Duruşmaya Rusya’yı temsilen katılan diplomat Dmitriy Lobaç, Ukrayna’nın suçlamalarını destekleyecek yeni bir kanıt öne süremediğini söyledi.
“Ukrayna, mahkemeyi fikrini değiştirmeye mecbur edecek esaslı bir yeni kanıt sunamadı” diyen Lobaç, Ukrayna’nın, 2014’te içindeki 298 kişiyle düşürülen Malezya Havayolları uçağının vurulmasında kullanıldığı sanılan karadan havaya füzeyi sağlayan tarafın Rusya olduğuna ilişkin suçlamasını destekleyecek bir kanıt da sunamadığını belirtti.
‘BU MAHKEME, 2017 YILINDA SÖZ KONUSU SUÇLAMAYI İNANMASI GÜÇ BULMUŞTU’
Rus diplomat, Uluslararası Adalet Divanı’nın 2017’deki ortaya koyduğu bulgulara gönderme yaparak, “Bu mahkeme, Rusya’nın teröristleri finanse ettiğine ilişkin suçlamayı inanması güç bulmuştu” dedi. Kiev hükümeti, ülkenin doğusundaki milisleri ‘terörist’ olarak sınıflandırıyor.
UKRAYNA’NIN DOĞUSUNDA İÇİNDEKİ 298 KİŞİYLE DÜŞÜRÜLEN UÇAĞI VURDUĞUNA İNANILAN BUK FÜZESİ DE DAVA DOSYASINDA
Ukrayna 2017’de Rusya’yı Uluslararası Adalet Divanı’na şikayet etmiş, komşusunu doğudaki milisleri silah ve parayla göndererek desteklemekle suçlamıştı.
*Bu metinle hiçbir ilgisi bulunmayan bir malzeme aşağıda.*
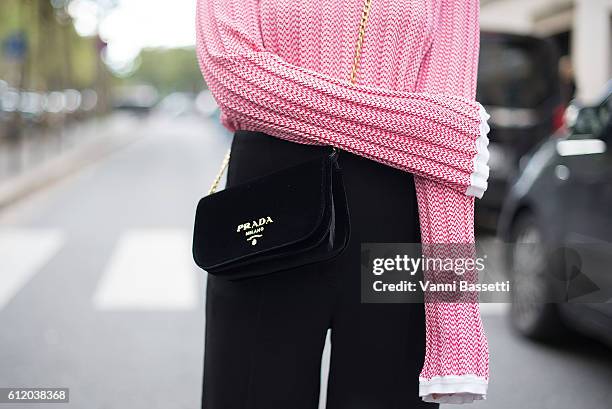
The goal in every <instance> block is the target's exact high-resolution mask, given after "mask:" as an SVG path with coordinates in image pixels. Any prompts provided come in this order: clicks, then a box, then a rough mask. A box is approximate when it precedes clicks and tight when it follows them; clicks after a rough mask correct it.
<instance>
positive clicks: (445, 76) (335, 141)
mask: <svg viewBox="0 0 612 409" xmlns="http://www.w3.org/2000/svg"><path fill="white" fill-rule="evenodd" d="M363 9H364V0H345V1H339V0H198V4H197V23H196V24H197V54H198V58H199V62H200V68H201V70H202V74H203V76H204V79H205V80H206V83H207V84H208V86H209V88H210V90H211V92H212V93H213V95H214V97H215V99H216V100H217V102H218V104H219V106H220V108H221V120H222V123H223V125H224V126H225V127H226V128H227V129H229V130H230V131H235V130H239V129H243V130H253V131H261V132H265V133H268V134H270V135H274V136H276V137H279V138H283V139H287V140H291V141H294V142H298V143H304V144H318V145H321V144H328V145H334V146H337V147H339V148H342V149H344V150H347V151H350V152H353V153H356V154H359V155H362V156H364V157H367V158H370V159H372V160H375V161H378V162H381V163H384V164H387V165H389V166H392V167H395V168H398V169H402V170H405V171H407V172H411V173H413V174H414V175H415V184H416V189H417V199H418V205H419V218H420V224H421V237H422V241H423V243H424V244H427V243H474V218H473V212H474V196H476V197H481V196H482V194H483V192H484V190H485V189H486V187H487V183H486V180H487V178H488V170H489V168H488V166H487V160H488V152H487V150H486V146H487V144H488V139H487V136H486V135H487V132H488V129H489V128H488V126H487V123H486V120H487V119H488V114H487V113H486V112H485V111H484V109H483V108H482V106H481V105H480V104H479V103H478V102H477V101H475V99H474V97H475V89H476V74H477V65H478V53H479V24H478V15H479V3H478V0H428V1H422V0H371V8H370V12H369V18H368V20H367V24H366V26H365V36H364V38H363V43H362V49H361V58H360V63H359V68H358V71H357V77H356V82H355V83H350V82H349V74H350V71H351V67H352V65H353V58H354V54H355V45H356V41H357V36H358V29H359V25H360V22H361V20H362V12H363ZM381 182H383V183H384V181H381ZM425 278H426V279H427V277H425ZM472 301H473V302H463V303H442V302H433V301H432V300H431V299H430V300H427V299H426V303H425V312H426V331H427V334H426V337H427V341H426V351H425V364H424V366H423V369H422V371H421V375H420V388H419V390H420V393H419V394H420V396H422V397H423V399H424V400H426V401H436V402H442V403H466V402H471V401H473V400H474V399H483V398H485V396H486V390H487V384H488V375H489V370H488V359H489V356H488V345H487V339H486V336H485V334H484V331H483V327H482V322H481V318H480V310H479V305H478V303H477V302H476V301H477V300H472ZM433 393H436V394H442V397H441V398H438V399H434V398H433V397H432V394H433Z"/></svg>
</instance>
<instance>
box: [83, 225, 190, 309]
mask: <svg viewBox="0 0 612 409" xmlns="http://www.w3.org/2000/svg"><path fill="white" fill-rule="evenodd" d="M199 272H200V271H196V269H195V268H194V264H193V260H192V257H191V241H190V237H189V236H188V234H187V233H186V232H185V231H184V230H174V229H143V230H130V231H127V232H125V233H124V234H123V235H122V236H121V237H120V239H119V242H118V243H117V247H116V248H115V251H114V254H113V255H112V257H111V259H110V261H109V264H108V266H107V268H106V270H105V272H104V274H103V276H102V278H101V279H100V281H99V283H98V288H97V289H96V292H95V294H94V297H93V304H94V307H95V308H96V309H98V310H191V309H194V308H197V307H198V304H199V302H198V297H199V294H200V292H199V289H198V285H199V283H198V279H197V274H198V273H199Z"/></svg>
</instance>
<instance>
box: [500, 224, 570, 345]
mask: <svg viewBox="0 0 612 409" xmlns="http://www.w3.org/2000/svg"><path fill="white" fill-rule="evenodd" d="M512 232H513V234H512V239H513V240H512V243H513V244H512V245H511V246H509V252H510V254H509V261H510V271H511V274H512V276H511V280H510V281H511V289H512V290H511V295H512V305H511V307H510V320H511V322H512V326H513V327H514V328H515V330H517V331H518V332H519V333H521V334H522V335H524V336H526V337H528V338H531V339H535V340H540V341H551V340H553V339H555V338H557V337H558V336H559V335H561V334H562V333H564V332H566V328H565V326H564V325H563V322H562V320H561V316H560V314H559V309H558V306H557V304H554V303H545V302H543V301H548V300H550V299H551V298H550V295H551V291H552V289H551V288H550V285H549V283H550V280H547V279H546V277H547V268H548V266H549V263H548V259H547V256H546V254H547V249H546V245H545V242H544V236H543V233H542V230H541V229H540V228H539V227H538V225H537V222H536V219H535V217H534V216H533V214H531V213H523V214H521V215H520V216H519V217H518V219H517V220H516V222H515V223H514V225H513V229H512Z"/></svg>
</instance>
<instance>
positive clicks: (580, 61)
mask: <svg viewBox="0 0 612 409" xmlns="http://www.w3.org/2000/svg"><path fill="white" fill-rule="evenodd" d="M481 26H482V29H483V30H487V31H503V32H511V33H521V34H531V35H535V36H538V37H547V38H551V39H553V40H555V42H556V43H557V44H558V45H559V49H560V51H561V54H562V55H568V56H569V58H570V61H571V66H572V69H573V72H574V79H575V82H576V85H577V96H578V97H579V98H581V99H583V100H585V101H591V100H593V99H595V98H597V97H599V96H600V95H601V93H602V91H603V89H604V85H605V84H606V82H607V81H608V80H609V79H610V78H612V0H481ZM561 69H564V68H563V67H561Z"/></svg>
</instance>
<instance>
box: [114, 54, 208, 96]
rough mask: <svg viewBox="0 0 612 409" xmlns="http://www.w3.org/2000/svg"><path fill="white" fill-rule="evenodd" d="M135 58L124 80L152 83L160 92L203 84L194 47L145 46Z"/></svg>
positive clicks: (193, 89)
mask: <svg viewBox="0 0 612 409" xmlns="http://www.w3.org/2000/svg"><path fill="white" fill-rule="evenodd" d="M138 58H139V61H138V68H137V69H136V71H135V73H134V74H133V75H132V76H130V77H128V78H126V79H125V80H124V82H125V83H138V84H142V83H146V84H151V85H153V86H155V87H156V88H157V89H158V91H159V92H160V93H161V94H162V95H165V94H168V93H170V92H173V91H187V92H189V91H191V92H197V91H199V90H201V89H202V88H204V81H203V79H202V74H201V73H200V69H199V66H198V62H197V58H196V54H195V49H194V48H193V47H189V48H172V49H166V48H153V49H146V50H143V51H142V52H141V53H140V56H139V57H138Z"/></svg>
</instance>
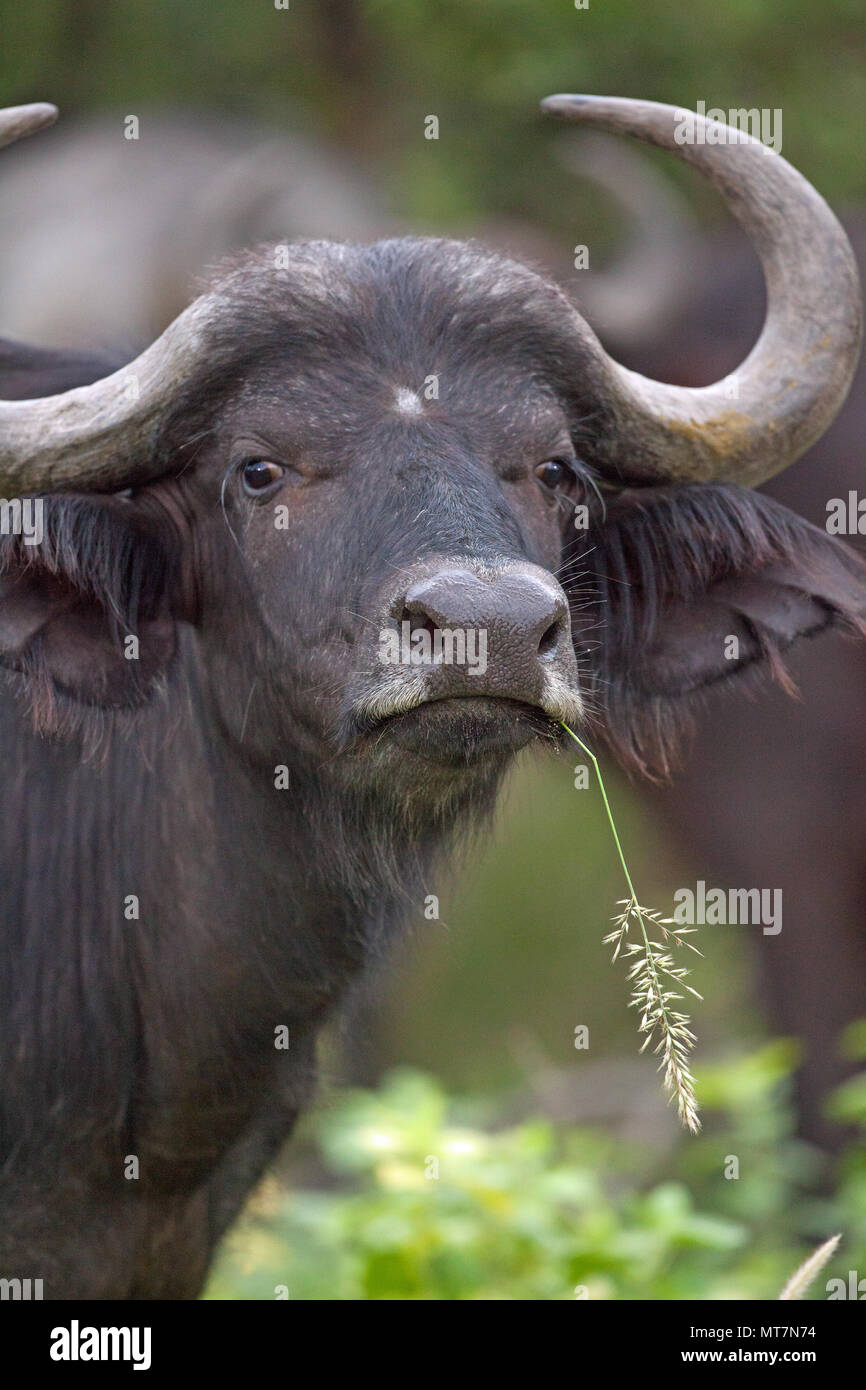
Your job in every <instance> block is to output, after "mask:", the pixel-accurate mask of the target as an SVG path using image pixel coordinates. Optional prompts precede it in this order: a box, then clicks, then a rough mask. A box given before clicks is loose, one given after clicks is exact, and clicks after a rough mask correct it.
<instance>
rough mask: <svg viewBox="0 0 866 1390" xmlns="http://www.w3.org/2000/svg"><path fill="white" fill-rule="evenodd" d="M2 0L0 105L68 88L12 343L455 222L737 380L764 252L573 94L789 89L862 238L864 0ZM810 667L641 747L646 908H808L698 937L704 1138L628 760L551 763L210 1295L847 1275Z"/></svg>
mask: <svg viewBox="0 0 866 1390" xmlns="http://www.w3.org/2000/svg"><path fill="white" fill-rule="evenodd" d="M0 8H1V11H3V49H1V51H0V95H1V100H3V104H14V103H18V101H29V100H51V101H56V103H57V104H58V106H60V108H61V121H60V124H58V126H57V128H56V129H54V131H50V132H47V133H43V135H40V136H38V138H36V139H33V140H31V142H22V143H21V145H19V146H17V147H14V149H11V150H8V152H4V153H3V158H1V160H0V334H3V335H6V336H18V338H25V339H29V341H35V342H43V343H60V345H67V343H68V345H71V343H74V345H76V346H88V347H128V350H129V352H133V350H136V349H138V347H139V346H140V345H142V342H145V341H146V339H149V336H152V335H153V334H156V332H158V331H160V329H161V328H163V327H164V325H165V322H168V321H170V318H171V317H174V314H177V313H178V310H179V309H181V307H182V306H183V303H186V302H188V300H189V297H192V295H193V293H195V285H196V277H200V275H202V274H203V272H204V270H206V268H207V265H209V264H213V263H214V261H215V260H218V259H220V257H221V256H224V254H227V253H229V252H232V250H235V249H238V247H242V246H245V245H250V243H254V242H257V240H263V239H272V240H286V239H291V238H295V236H307V235H321V236H328V238H334V239H341V238H343V239H346V238H348V239H371V238H375V236H378V235H392V234H395V232H396V234H400V232H409V231H411V232H435V234H445V235H457V236H466V235H477V236H481V238H484V239H485V240H488V242H492V243H495V245H496V246H499V247H505V249H509V250H512V252H514V253H516V254H520V256H523V257H524V259H530V260H531V261H532V263H534V264H538V265H541V267H544V268H545V270H546V272H548V274H550V275H553V277H556V278H557V279H559V281H560V282H562V284H564V285H566V286H567V288H569V291H570V292H571V293H573V295H574V297H575V299H577V300H578V303H580V304H581V306H582V307H584V310H585V313H587V316H588V317H589V320H591V322H592V324H594V327H596V329H598V331H599V334H601V336H602V338H603V341H605V343H606V346H609V347H610V350H613V352H616V353H617V354H619V356H620V359H621V360H624V361H626V363H627V364H628V366H632V367H635V368H639V370H642V371H645V373H648V374H651V375H656V377H660V378H663V379H670V381H677V382H683V384H688V385H695V384H701V382H708V381H712V379H716V378H717V377H720V375H723V374H726V373H727V371H730V370H731V368H733V367H734V366H735V364H737V363H738V361H740V360H741V357H742V356H744V354H745V352H746V350H748V347H749V346H751V342H752V341H753V339H755V335H756V332H758V331H759V327H760V320H762V313H763V286H762V279H760V272H759V268H758V263H756V260H755V257H753V254H752V252H751V250H749V247H748V246H745V245H744V240H742V238H741V236H740V234H738V232H737V229H735V227H734V225H733V224H731V221H730V218H728V217H727V214H726V213H724V210H723V208H721V206H720V202H719V199H717V197H716V195H714V193H713V192H712V190H710V189H708V188H706V186H705V185H703V183H699V182H698V181H696V179H695V177H694V175H692V174H691V172H689V171H688V170H684V168H683V167H681V165H680V164H678V163H677V161H676V160H673V158H670V157H664V156H659V154H657V153H656V152H648V150H646V149H645V147H642V146H639V147H638V146H634V147H632V146H626V145H624V142H619V143H616V142H607V140H603V139H601V138H595V139H592V138H587V136H585V138H578V136H577V135H575V133H574V132H569V131H566V129H563V128H560V126H556V125H555V124H552V122H549V121H544V120H542V118H541V117H539V114H538V101H539V99H541V97H542V96H545V95H548V93H550V92H557V90H575V92H580V90H587V92H602V93H616V95H621V96H635V97H648V99H653V100H663V101H670V103H674V104H678V106H684V107H695V104H696V103H698V101H705V103H706V106H708V107H721V108H724V110H728V108H741V107H746V108H751V107H759V108H769V110H770V111H781V135H783V153H784V154H785V157H787V158H790V160H791V161H792V163H794V164H795V165H796V167H798V168H799V170H801V171H802V172H803V174H805V175H806V177H808V178H809V179H810V181H812V182H815V185H816V186H817V188H819V189H820V192H822V193H824V196H826V197H827V199H828V200H830V202H831V203H833V206H834V207H835V208H837V211H838V213H840V214H841V215H842V218H844V220H845V222H847V225H848V228H849V232H851V236H852V240H853V243H855V247H856V249H858V253H859V256H860V261H862V263H863V256H866V203H865V199H866V172H865V165H863V154H862V114H863V110H865V107H866V29H865V25H863V14H862V7H860V6H859V4H858V3H856V0H826V3H824V4H823V6H815V4H813V3H808V0H728V3H727V4H726V6H723V7H720V6H717V4H716V3H714V0H692V3H691V4H688V6H660V7H659V6H637V4H634V0H605V3H602V0H589V4H588V7H587V8H577V7H575V6H574V4H573V3H571V0H534V3H532V4H527V3H525V0H438V3H435V4H432V3H427V0H318V3H316V0H289V3H288V4H286V7H285V8H278V7H277V6H275V4H274V3H272V0H256V3H253V4H250V3H243V4H240V3H239V0H182V3H170V0H126V3H125V4H124V6H115V4H108V3H107V0H29V4H28V6H26V7H21V6H13V4H10V3H8V0H4V3H3V4H1V6H0ZM431 115H435V117H436V118H438V138H436V139H427V138H425V131H427V132H428V131H430V121H428V118H430V117H431ZM778 120H780V118H778V117H777V118H776V121H777V128H778ZM577 246H585V247H587V249H588V259H589V267H588V268H581V270H577V268H575V265H574V250H575V247H577ZM865 432H866V381H863V378H862V377H860V378H859V379H858V382H856V384H855V389H853V392H852V396H851V400H849V403H848V406H847V407H845V411H844V414H842V416H841V417H840V421H838V423H837V424H835V425H834V427H833V430H831V431H830V434H828V435H827V436H826V439H824V441H823V442H822V443H820V445H819V446H816V449H813V450H812V455H810V456H809V457H808V459H806V460H803V461H801V463H799V464H798V466H796V467H795V468H792V470H791V471H790V473H788V474H787V475H785V477H784V480H778V481H777V482H776V484H773V485H771V489H770V491H773V493H774V495H776V496H778V498H781V499H784V500H787V502H788V505H791V506H794V507H795V509H796V510H798V512H801V514H803V516H806V517H808V518H809V520H812V521H815V523H816V524H819V525H823V524H824V518H826V514H827V500H828V499H830V498H835V496H847V495H848V489H852V488H856V486H858V482H859V478H860V473H862V470H860V459H862V448H863V446H862V441H863V435H865ZM853 542H855V543H856V542H858V538H856V537H855V538H853ZM791 673H792V676H794V678H795V680H796V681H798V685H799V689H801V698H799V699H798V701H791V699H790V698H788V696H783V695H781V692H778V691H770V692H769V694H767V692H763V694H758V692H756V691H755V689H751V691H745V692H744V691H742V689H737V691H735V692H734V691H730V692H726V694H724V695H723V696H720V698H716V696H713V698H712V699H710V701H708V703H706V706H705V708H703V709H701V710H699V712H698V717H696V735H695V738H694V741H692V742H691V745H688V749H687V752H685V755H684V767H683V773H681V774H680V776H678V777H677V778H676V780H674V783H673V784H671V787H669V788H657V790H652V788H646V787H641V788H638V787H630V785H627V784H626V783H624V781H623V780H620V778H619V777H617V774H616V769H612V767H609V766H607V763H605V767H606V773H607V778H609V784H610V792H612V799H613V803H614V810H616V815H617V821H619V828H620V835H621V838H623V842H624V845H626V849H627V856H628V860H630V867H631V873H632V878H634V881H635V885H637V888H638V892H639V894H641V895H642V901H644V902H648V903H651V905H652V906H656V908H659V909H660V910H662V912H663V913H669V912H670V910H671V908H673V894H674V891H676V888H678V887H688V885H691V887H694V884H695V881H696V880H698V878H703V880H705V881H706V883H708V884H709V885H719V887H744V888H751V887H766V888H781V890H783V901H784V924H783V930H781V933H780V934H778V935H773V937H770V935H763V934H762V931H760V927H745V926H728V927H705V929H703V930H702V933H701V937H702V940H701V942H699V944H701V948H702V951H703V959H702V960H701V962H696V966H695V976H694V981H692V983H694V984H695V987H696V988H698V990H699V991H701V994H702V995H703V999H705V1002H702V1004H696V1005H695V1009H694V1013H695V1024H696V1030H698V1036H699V1048H698V1079H699V1098H701V1099H702V1101H703V1104H705V1106H706V1130H705V1134H703V1136H702V1137H701V1138H699V1140H692V1138H689V1137H687V1136H685V1137H684V1136H683V1134H681V1133H680V1130H678V1126H677V1122H676V1118H674V1115H673V1112H671V1111H670V1109H667V1108H666V1105H664V1099H663V1097H662V1094H660V1083H659V1080H657V1077H656V1074H655V1066H653V1062H652V1059H649V1058H646V1056H644V1058H639V1056H638V1044H637V1033H635V1024H637V1020H635V1017H634V1012H630V1011H628V1008H627V999H628V988H627V983H626V977H624V969H623V967H621V965H617V966H612V965H610V962H609V948H606V947H603V945H602V935H603V934H605V933H606V930H607V924H609V919H610V916H612V912H613V908H614V903H616V901H617V899H619V898H620V897H621V895H623V883H621V874H620V870H619V866H617V859H616V855H614V849H613V844H612V840H610V834H609V831H607V828H606V823H605V820H603V809H602V802H601V798H599V795H598V788H596V787H595V784H594V781H592V780H591V783H589V787H588V788H587V790H577V788H575V785H574V766H575V763H578V762H580V760H581V759H578V758H571V756H563V758H559V759H552V758H538V756H535V758H531V759H528V760H525V762H524V763H523V765H521V766H520V767H518V769H517V770H516V773H514V776H513V777H512V780H510V784H509V788H507V794H506V796H505V798H503V801H502V803H500V808H499V815H498V830H496V835H495V837H493V838H491V840H488V838H484V840H482V841H480V842H477V844H473V845H471V848H470V849H467V852H466V856H464V863H463V866H461V869H460V870H457V866H455V869H453V876H450V877H448V880H446V881H442V883H439V884H431V887H430V891H431V892H434V891H435V892H436V894H438V895H439V899H441V906H439V919H438V920H425V919H423V917H418V920H417V922H416V923H414V924H413V931H411V935H410V938H409V940H407V941H406V944H405V947H403V948H402V949H400V951H399V954H398V958H396V959H395V960H392V962H391V963H389V965H388V966H382V969H381V972H379V976H378V979H377V980H375V981H374V983H373V984H371V987H370V990H368V991H367V995H366V997H361V998H359V999H357V1002H356V1005H354V1008H353V1011H352V1012H350V1015H349V1017H348V1019H346V1020H345V1022H343V1024H342V1027H341V1029H339V1031H335V1034H334V1037H332V1038H331V1042H329V1047H328V1054H327V1056H325V1065H324V1072H325V1086H324V1094H322V1101H321V1105H320V1112H318V1113H317V1116H314V1118H313V1119H311V1120H310V1122H309V1123H307V1126H306V1129H304V1133H303V1134H302V1137H300V1141H299V1143H296V1144H295V1145H293V1147H292V1150H291V1151H289V1154H286V1156H285V1161H284V1163H282V1165H281V1169H279V1172H278V1175H275V1176H274V1177H272V1179H268V1181H267V1183H265V1187H264V1190H263V1191H261V1193H260V1194H259V1195H257V1198H256V1200H254V1202H253V1204H252V1209H250V1213H249V1216H247V1219H246V1222H245V1223H243V1225H242V1227H239V1229H238V1232H235V1234H234V1236H232V1237H229V1241H228V1243H227V1250H225V1255H224V1259H222V1262H221V1265H220V1268H218V1270H217V1275H215V1276H214V1282H213V1286H211V1297H218V1298H236V1297H242V1298H264V1297H274V1295H275V1294H274V1290H275V1289H277V1287H284V1286H285V1287H286V1289H288V1291H289V1295H291V1297H300V1298H320V1297H321V1298H332V1297H343V1298H356V1297H373V1298H389V1297H391V1298H563V1297H574V1289H587V1290H588V1291H589V1295H591V1297H624V1298H634V1297H656V1298H663V1297H664V1298H677V1297H773V1295H774V1293H776V1284H777V1283H778V1282H781V1280H784V1276H785V1273H788V1272H790V1268H792V1264H796V1261H798V1259H799V1258H801V1255H802V1252H803V1250H806V1248H808V1245H809V1243H817V1240H820V1238H823V1237H824V1236H827V1234H831V1233H833V1230H837V1229H844V1230H845V1245H844V1247H842V1254H841V1257H840V1258H838V1259H837V1262H835V1266H838V1269H841V1272H842V1275H844V1276H845V1272H847V1270H848V1269H849V1268H855V1266H856V1259H858V1258H859V1259H860V1268H863V1264H865V1257H866V1163H865V1159H863V1134H866V1083H863V1080H862V1079H860V1074H859V1072H858V1068H862V1066H863V1062H865V1059H866V1030H865V1029H863V1026H859V1024H858V1022H856V1020H858V1017H859V1016H860V1015H863V1013H866V927H865V924H863V920H862V919H863V909H862V903H860V887H862V885H863V884H866V833H865V828H863V824H865V819H866V796H865V792H863V787H865V785H866V765H865V763H866V755H865V753H863V748H862V745H863V739H862V728H863V726H865V724H866V657H865V655H863V652H862V651H860V649H859V648H858V646H856V645H855V644H845V642H844V641H841V639H838V638H827V639H820V641H819V642H816V644H813V645H810V646H809V648H808V649H806V651H805V652H802V653H801V652H798V653H796V655H795V656H792V659H791ZM581 1026H582V1027H585V1029H587V1030H588V1048H581V1049H578V1048H575V1029H580V1027H581ZM346 1087H350V1090H348V1091H346ZM431 1155H432V1156H436V1155H438V1156H439V1158H441V1159H442V1168H443V1173H442V1176H441V1177H439V1179H438V1180H430V1179H428V1176H425V1173H424V1163H425V1161H427V1159H428V1158H430V1156H431ZM731 1158H734V1159H737V1165H738V1176H737V1175H734V1173H733V1170H730V1169H731V1163H730V1162H728V1161H730V1159H731ZM432 1191H435V1200H434V1197H432V1195H431V1193H432ZM858 1252H859V1254H858ZM835 1266H834V1270H833V1272H837V1269H835ZM822 1289H823V1283H822Z"/></svg>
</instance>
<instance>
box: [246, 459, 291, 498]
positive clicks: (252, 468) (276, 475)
mask: <svg viewBox="0 0 866 1390" xmlns="http://www.w3.org/2000/svg"><path fill="white" fill-rule="evenodd" d="M284 473H285V468H284V467H282V466H281V464H278V463H272V461H271V460H270V459H250V461H249V463H245V464H243V468H242V470H240V475H242V478H243V491H245V492H246V493H247V495H249V496H260V495H261V493H263V492H267V491H268V488H272V486H274V484H275V482H279V480H281V478H282V475H284Z"/></svg>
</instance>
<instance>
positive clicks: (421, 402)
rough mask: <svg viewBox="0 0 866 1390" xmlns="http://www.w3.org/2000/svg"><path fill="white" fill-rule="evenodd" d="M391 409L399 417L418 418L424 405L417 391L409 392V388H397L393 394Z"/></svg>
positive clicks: (406, 387)
mask: <svg viewBox="0 0 866 1390" xmlns="http://www.w3.org/2000/svg"><path fill="white" fill-rule="evenodd" d="M393 409H395V410H396V411H398V414H400V416H420V414H421V411H423V410H424V404H423V402H421V398H420V396H418V393H417V391H410V389H409V386H398V388H396V391H395V393H393Z"/></svg>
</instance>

Silah gönderme suçlaması kapsamına, Ukrayna’nın doğusunda düşürülen Malezya Havayolları uçağının vurulmasında kullanıldığı söylenen BUK füzesi de dahil edilmişti.
ADALET DİVANI, UKRAYNA’NIN ACİL TEDBİR TALEBİNİ REDDETMİŞTİ
Fakat Adalet Divanı’nın yargıçları, Rusya’nın milisleri desteklediği iddiaları karşısında bu ülkeye karşı acil tedbirler alınmasını isteyen Ukrayna’nın bu talebini Nisan 2017’de geri çevirmişti.
‘DEĞİŞEN BİR ŞEY YOK. ORTADA ELLE TUTULUR BİR KANIT BULUNMUYOR’
Nitekim duruşmada Rusya’yı temsil eden avukatlardan biri olan Samuel Wordsworth de 2017’deki bu karardan beri bir değişiklik gözlenmediğine atıfta bulunup, “Değişen bir şey yok. Ortada elle tutulabilir bir kanıt bulunmuyor” ifadelerini kullandı.
Ukrayna’da 2013 sonunda patlak veren protestoların aşırı milliyetçi bir Ukraynalılaşma hareketine dönüşüp ülkenin doğusuna sıçraması, Kiev’in de burada askeri bir operasyon başlatması ardından Rus nüfusun çoğunlukta olduğu Donetsk ve Lugansk bölgeleri bağımsızlık talebinde bulunmuştu. Kiev buralarda sürdürdüğü operasyonlara da ‘terörle mücadele harekatı’ ismini takmıştı.